Silver's forecasting has not been perfect, of course. Up until the last minute, he had picked the wrong result in the Massachusetts special Senate election of 2010. In the 2016 presidential election, he was criticized during the campaign for giving Trump too high a chance of winning, and criticized after the election for not having given him enough of a chance. Silver's 2016 forecast involved "unskewing" polls Silver thought had been conducted poorly; as a result, FiveThirtyEight projected a 29 percent chance of a Trump victory, which was on the one hand higher than other pollsters, but on the other, seemed to many people too low in hindsight, given Trump's actual victory. Silver contended that this criticism misunderstands forecasting: with a 29 percent chance of victory, Trump would win in nearly one out of three scenarios, which is not an especially rare event.
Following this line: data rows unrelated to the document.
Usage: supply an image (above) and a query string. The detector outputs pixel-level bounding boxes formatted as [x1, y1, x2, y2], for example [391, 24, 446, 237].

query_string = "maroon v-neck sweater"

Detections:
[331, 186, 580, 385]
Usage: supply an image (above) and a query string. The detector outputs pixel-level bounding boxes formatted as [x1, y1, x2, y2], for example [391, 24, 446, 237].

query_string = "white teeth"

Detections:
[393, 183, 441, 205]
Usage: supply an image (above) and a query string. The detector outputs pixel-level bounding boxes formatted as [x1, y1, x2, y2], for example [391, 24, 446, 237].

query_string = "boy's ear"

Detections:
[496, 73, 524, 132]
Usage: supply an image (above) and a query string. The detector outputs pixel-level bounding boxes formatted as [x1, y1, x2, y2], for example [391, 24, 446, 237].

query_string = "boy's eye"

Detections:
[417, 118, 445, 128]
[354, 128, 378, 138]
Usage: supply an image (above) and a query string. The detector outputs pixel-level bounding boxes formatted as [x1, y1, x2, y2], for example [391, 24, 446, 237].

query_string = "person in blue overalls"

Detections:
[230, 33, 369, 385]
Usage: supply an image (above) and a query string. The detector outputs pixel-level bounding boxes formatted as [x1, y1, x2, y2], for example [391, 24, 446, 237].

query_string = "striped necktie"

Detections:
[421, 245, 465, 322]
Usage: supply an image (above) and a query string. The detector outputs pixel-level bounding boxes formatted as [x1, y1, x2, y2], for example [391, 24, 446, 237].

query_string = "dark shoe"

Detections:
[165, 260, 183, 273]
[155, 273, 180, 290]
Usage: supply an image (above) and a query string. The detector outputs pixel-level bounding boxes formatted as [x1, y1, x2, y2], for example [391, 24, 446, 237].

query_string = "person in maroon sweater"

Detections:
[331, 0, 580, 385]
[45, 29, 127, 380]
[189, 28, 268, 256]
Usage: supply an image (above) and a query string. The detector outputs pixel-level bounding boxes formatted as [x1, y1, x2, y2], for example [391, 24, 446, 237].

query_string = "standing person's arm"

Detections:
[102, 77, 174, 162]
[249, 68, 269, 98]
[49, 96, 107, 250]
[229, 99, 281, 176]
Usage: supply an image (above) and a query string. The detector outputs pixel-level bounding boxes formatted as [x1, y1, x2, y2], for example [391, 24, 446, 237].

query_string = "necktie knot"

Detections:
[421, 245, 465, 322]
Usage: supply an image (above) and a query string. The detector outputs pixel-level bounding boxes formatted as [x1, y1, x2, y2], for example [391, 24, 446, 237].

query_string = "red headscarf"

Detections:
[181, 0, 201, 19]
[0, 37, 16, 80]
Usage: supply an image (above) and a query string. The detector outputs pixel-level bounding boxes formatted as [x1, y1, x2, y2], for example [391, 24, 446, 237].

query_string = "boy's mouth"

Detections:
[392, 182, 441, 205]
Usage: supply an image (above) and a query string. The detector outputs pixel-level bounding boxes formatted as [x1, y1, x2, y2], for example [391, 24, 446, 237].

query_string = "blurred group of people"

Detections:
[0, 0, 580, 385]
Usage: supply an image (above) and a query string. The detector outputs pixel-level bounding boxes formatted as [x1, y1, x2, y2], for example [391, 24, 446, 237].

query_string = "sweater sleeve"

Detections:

Forecasting deals with probability—the most probable outcome is not a guaranteed outcome, nor does the actual occurrence of a less probable outcome indicate a faulty forecast. FiveThirtyEight's projections in the 2020 presidential election were more accurate. It projected that Biden would win the election, Democrats had a three-in-four chance of winning the Senate, and the House would continue to have a Democratic majority.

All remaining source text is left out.